Uma reportagem da CNN recolheu testemunhos na área de São Francisco, onde os sub-35 estão ambientados à ideia de partilha e experimentação sexual, compatível, de resto, como o espírito de inovação e risco associados à cultura high-tech. O maior grau de complexidade não os assusta, já a falta de tempo sim: na vertigem das solicitações diárias, conciliar e aprofundar várias ligações íntimas (a namorada, o noivo, o amigo com benefícios e outras combinações possíveis) afigura-se um verdadeiro puzzle.
AMOR EM VALSA LENTA
Fora deste nicho, a tendência é priorizar o lado experimental dos relacionamentos, que tendem a começar pelo sexo, com um ou mais parceiros, satisfazendo cada um deles necessidades distintas. Para Ana Alexandra Carvalheira, sexóloga e investigadora, “a grande novidade dos tempos modernos é a emergência do amor lento, não há pressa em chegar ao compromisso”.
Desfruta-se do presente.
Conhecem-se novas pessoas, não apenas através de amigos (casamenteiros é outro termo em desuso) e colegas de trabalho, ou ainda no ginásio, no bar ou na discoteca, mas antes nos “bairros do amor” virtuais, que funcionam em tempo real. Nas redes sociais. Nos sites de encontros. E nas app, o boom do momento, onde tanto se procuram amigos, companhia para quando se está em viagem, partilha de interesses, sexo ou algo mais sério.
O Tinder é o projeto mais bem sucedido de sempre neste campo, à escala global, com utilizadores em 196 países e disponível em 30 línguas. À VISÃO, os responsáveis pela aplicação (detida pelo Match Group) revelaram que “cerca de 85% tem entre 18 e 34 anos” e que “Portugal está no Top 20 dos mercados europeus, com uma média de 160 milhões de visualizações mensais”.

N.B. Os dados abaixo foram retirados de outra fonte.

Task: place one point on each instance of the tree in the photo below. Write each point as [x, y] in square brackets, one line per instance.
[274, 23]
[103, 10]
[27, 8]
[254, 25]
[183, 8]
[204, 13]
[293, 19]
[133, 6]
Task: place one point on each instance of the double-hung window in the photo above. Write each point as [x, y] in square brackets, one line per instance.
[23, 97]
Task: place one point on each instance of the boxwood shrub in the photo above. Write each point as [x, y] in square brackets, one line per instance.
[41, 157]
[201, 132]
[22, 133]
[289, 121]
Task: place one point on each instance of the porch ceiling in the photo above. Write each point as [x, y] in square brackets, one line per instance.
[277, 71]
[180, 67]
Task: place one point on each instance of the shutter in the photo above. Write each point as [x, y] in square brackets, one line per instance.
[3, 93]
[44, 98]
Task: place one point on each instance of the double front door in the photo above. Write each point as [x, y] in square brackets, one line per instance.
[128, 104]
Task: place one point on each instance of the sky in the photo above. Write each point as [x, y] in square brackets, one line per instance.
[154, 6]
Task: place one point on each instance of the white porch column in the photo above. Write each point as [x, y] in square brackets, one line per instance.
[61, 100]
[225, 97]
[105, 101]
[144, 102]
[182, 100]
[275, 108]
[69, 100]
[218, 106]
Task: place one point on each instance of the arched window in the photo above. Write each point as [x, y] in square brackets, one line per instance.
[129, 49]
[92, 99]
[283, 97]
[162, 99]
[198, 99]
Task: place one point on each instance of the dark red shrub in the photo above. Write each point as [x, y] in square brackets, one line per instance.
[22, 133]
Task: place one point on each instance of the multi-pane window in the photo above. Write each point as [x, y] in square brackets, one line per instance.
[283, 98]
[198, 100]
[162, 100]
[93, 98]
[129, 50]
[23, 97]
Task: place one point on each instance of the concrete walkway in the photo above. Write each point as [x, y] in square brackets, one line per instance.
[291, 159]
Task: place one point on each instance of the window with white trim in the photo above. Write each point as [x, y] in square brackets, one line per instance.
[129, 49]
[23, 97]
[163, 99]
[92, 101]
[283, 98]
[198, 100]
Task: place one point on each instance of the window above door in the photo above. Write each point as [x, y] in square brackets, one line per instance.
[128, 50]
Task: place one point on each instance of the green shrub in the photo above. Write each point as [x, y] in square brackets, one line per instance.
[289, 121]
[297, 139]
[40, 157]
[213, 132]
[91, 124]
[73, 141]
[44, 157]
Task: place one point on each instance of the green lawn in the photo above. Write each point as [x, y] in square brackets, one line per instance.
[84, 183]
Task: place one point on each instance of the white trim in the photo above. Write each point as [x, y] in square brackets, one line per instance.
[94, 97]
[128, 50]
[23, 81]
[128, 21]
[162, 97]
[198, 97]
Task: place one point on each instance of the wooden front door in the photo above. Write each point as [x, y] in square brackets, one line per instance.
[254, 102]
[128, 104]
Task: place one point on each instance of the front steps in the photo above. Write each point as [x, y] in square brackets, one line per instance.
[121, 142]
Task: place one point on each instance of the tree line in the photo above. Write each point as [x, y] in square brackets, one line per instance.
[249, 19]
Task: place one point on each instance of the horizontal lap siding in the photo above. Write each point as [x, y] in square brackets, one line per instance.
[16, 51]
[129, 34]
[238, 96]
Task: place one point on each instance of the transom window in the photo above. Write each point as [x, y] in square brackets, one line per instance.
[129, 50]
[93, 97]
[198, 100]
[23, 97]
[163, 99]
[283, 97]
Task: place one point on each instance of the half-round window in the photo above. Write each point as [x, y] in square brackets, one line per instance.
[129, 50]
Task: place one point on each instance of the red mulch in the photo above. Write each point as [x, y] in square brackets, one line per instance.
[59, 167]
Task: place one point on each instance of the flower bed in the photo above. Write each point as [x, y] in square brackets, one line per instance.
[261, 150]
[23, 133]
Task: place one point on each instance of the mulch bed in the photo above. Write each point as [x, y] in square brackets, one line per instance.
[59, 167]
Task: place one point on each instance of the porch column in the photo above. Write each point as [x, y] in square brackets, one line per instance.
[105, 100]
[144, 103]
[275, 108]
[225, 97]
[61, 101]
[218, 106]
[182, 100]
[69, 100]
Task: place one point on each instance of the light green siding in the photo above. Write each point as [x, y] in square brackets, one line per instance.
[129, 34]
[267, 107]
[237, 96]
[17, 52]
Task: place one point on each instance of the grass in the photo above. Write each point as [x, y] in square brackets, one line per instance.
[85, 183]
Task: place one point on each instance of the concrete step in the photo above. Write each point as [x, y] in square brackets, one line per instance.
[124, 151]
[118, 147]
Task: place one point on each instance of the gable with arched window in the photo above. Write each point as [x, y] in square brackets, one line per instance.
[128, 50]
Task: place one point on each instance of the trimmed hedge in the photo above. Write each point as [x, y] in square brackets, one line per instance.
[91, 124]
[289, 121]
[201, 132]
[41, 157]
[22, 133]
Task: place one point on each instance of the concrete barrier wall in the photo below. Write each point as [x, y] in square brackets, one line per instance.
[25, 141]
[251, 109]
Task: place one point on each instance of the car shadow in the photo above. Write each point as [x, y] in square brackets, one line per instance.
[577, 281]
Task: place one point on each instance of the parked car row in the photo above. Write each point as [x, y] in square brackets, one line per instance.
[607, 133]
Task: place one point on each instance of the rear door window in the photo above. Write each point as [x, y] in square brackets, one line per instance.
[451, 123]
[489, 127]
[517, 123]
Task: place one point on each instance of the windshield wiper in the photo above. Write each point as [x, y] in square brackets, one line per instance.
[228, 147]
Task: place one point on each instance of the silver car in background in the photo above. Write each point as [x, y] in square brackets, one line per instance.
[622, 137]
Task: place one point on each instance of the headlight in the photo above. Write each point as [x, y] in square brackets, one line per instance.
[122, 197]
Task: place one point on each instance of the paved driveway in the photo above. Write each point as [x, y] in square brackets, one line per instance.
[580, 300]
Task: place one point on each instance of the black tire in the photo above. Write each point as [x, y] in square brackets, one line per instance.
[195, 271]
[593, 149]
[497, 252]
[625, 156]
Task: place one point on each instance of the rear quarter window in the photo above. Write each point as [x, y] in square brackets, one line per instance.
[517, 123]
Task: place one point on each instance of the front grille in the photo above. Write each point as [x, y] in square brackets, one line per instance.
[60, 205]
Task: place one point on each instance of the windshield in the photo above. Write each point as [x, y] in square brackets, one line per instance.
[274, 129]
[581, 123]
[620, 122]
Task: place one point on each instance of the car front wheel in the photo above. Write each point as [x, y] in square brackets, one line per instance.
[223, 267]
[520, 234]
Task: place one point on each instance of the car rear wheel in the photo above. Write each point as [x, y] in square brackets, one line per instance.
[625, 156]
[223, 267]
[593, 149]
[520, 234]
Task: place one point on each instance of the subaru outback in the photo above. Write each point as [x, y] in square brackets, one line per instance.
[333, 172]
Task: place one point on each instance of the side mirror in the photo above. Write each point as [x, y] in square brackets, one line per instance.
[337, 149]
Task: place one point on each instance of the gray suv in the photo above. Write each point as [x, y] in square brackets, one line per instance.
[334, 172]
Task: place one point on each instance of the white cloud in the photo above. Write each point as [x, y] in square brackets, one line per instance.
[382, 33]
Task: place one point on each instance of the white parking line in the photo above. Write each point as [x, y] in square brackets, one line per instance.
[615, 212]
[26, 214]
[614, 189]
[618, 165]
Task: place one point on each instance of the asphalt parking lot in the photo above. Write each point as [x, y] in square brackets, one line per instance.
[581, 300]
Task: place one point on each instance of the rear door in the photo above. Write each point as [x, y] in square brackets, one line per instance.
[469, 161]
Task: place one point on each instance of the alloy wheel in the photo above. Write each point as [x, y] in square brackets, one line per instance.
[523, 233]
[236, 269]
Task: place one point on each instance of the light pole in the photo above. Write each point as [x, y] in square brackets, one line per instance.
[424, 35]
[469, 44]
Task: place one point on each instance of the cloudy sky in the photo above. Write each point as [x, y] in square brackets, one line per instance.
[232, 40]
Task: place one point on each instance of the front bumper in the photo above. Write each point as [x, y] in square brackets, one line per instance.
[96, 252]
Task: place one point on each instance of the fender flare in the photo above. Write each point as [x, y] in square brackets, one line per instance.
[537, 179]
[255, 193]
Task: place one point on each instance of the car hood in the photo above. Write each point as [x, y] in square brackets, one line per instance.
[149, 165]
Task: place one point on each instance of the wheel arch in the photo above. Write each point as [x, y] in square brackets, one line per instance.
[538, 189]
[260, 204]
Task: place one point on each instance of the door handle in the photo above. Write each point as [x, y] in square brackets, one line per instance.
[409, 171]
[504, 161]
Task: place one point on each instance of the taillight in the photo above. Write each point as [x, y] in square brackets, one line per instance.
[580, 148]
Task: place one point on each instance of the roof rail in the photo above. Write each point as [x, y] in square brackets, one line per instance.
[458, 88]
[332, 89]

Para os mais céticos, a facilidade com que se descartam amigos nas redes, se desfazem matches nas app ou se deixam relacionamentos indefinidos em banho-maria (para mais tarde retomar, se for o caso) não prenuncia nada de bom, mas quem já cresceu com a web 2.0 não parece ver nisso um problema e adapta-se aos novos formatos, na economia onde está, a dos flirts e namoros incluída.
O FUTURO DO AMOR
A antropóloga e investigadora americana Helen Fisher, da universidade de Rutgers, em Nova Jérsia, e igualmente consultora do site de encontros Match.com, surpreendeu-se com os resultados do inquérito anual feito aos frequentadores (com idades entre os 18 e 70 ou mais anos). O estudo Singles in America revelou que nem a cultura hook up (de engates) corresponde ao real nem o romantismo parece ter os dias contados, já que a grande maioria dos inquiridos tem a motivação de casar quando procura encontros online e metade da amostra considera que um primeiro encontro é bom quando acaba com um beijo e menos de 10% espera ter sexo (ver infografia): “Uns e outros querem sobretudo alguém atraente, em quem possam confiar, que as respeite e as faça rir.” A realidade portuguesa terá alguma similitude com a americana neste ponto. Baseando-se na prática clínica, nas palestras que faz pelo País, a psicóloga e sexóloga Marta Crawford admite que “as pessoas não deixam de ser seletivas nos encontros que têm nas redes ou nos sites, raras são as que fazem fugas para a frente, o chamado sexo estatístico”.
O que é, então, a realização amorosa e o futuro do amor? Helen Fisher, que tem dedicado a vida a estudar a atração romântica interpessoal, mostra-se esperançosa.
Nas palestras TED e em programas de rádio online, a sua mensagem é esta: hoje, mais do que há um século, procuramos a intimidade num parceiro, até por não termos a lógica da comunidade local. E remata: “Os estudos que fiz sugerem que os jovens solteiros não querem falhar como os pais.
A maioria teme a falência pessoal, económica e social de um divórcio e isso pode traduzir-se no retorno da ideia do bom casamento.” Mesmo que o conceito de casamento tenha novas representações, que incluam formas de estar tão diversas e voláteis como as da sociedade mutante em que vivemos.
Mas onde todos continuamos a desejar amar e ser amados.